Fascination with origins

The fascination with origins is fascinating. What were our ancestors, human ancestors?

We would like to see a clear picture, a single line, even if it originates in Africa that is associated with monkeys. We have accepted this from mid 80’s when proposed by Chris B. Stringer. There is obvious change in acceptability from Darwin’s time when idea to link a man with an ape was repulsive.

But wait: for last 10 years genetic studies proved that man had sexual intercourses with Neanderthals. Now that is really repulsive. Can you imagine having sex with Neandertal? It is much nicer to imagine beautiful  ancestral Eve, mitochondrial Eve, that emerged in Africa more than 1,5 millions years ago and that there exist nice straight line from Eve to me. But interbreeding with Neanderthals and Denisovans, that were surle even more repulsive than Neandertals since they were living in Siberia… that is not appealing.
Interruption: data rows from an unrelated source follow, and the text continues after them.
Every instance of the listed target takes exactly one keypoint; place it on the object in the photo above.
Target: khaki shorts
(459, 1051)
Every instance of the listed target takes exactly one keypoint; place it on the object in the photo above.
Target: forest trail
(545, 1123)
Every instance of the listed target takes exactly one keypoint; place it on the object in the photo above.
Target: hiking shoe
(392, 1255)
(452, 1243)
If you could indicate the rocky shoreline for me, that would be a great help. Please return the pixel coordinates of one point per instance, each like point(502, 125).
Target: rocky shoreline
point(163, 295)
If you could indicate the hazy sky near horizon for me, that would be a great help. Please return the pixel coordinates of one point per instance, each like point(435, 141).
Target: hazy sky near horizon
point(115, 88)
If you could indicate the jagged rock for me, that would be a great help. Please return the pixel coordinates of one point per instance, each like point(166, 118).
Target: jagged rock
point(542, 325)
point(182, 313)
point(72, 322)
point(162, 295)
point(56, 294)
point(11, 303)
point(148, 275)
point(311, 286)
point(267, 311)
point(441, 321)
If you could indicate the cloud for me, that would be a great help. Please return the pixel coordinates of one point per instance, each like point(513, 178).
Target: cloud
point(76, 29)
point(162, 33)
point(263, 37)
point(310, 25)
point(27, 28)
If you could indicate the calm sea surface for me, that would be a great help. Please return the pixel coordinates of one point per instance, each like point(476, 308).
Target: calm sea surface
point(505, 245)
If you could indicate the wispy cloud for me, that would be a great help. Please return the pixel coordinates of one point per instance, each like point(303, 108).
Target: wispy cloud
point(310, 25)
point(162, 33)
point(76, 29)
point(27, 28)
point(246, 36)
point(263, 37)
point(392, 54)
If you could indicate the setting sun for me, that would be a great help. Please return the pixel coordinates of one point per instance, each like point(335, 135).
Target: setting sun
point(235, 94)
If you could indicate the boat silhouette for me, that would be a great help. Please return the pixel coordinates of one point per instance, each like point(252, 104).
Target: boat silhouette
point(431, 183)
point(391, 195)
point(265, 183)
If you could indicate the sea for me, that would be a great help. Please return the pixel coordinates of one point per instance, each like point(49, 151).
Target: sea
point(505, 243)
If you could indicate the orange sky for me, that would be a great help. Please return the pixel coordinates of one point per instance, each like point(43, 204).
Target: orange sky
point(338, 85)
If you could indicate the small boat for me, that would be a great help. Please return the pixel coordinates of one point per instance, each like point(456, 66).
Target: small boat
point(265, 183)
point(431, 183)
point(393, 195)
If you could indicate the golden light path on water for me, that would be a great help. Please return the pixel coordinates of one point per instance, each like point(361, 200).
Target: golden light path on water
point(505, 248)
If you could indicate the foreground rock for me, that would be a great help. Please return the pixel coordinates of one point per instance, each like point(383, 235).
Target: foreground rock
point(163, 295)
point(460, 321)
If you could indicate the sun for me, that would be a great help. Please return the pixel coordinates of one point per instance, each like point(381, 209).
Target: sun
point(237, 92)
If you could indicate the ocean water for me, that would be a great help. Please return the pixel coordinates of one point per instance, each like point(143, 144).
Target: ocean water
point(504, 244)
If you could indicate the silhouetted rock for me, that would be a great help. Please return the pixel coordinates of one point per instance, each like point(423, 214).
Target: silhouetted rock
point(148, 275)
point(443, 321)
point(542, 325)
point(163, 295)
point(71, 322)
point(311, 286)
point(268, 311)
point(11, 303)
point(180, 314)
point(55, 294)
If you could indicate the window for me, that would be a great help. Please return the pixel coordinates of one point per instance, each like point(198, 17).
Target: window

An article from The Science proves clearly that species regularly breed outside of their borders. I would say that common sense regarding evolution sees necessity of interbreeding. No interbreeding – no evolution! If there is no dirt, there are no clean spots. If there is no pain, there is no ease. Interbreeding (dirt) is needed to define purity of certain species. Any type of deviation (mutation) is beneficial as long as it stays deviation and not mainstream. If it becomes mainstream, the system disintegrates (according to phase transition rule), if there is no deviation, the system freezes.

There is another lesson to be learnt. There is no single line to our origins. There are origins, but we should understand them as plural, origins. This idea goes against Dawkins and contemporary DNA fascination. DNA is not a single God that conceptualized mitochondrial Eve.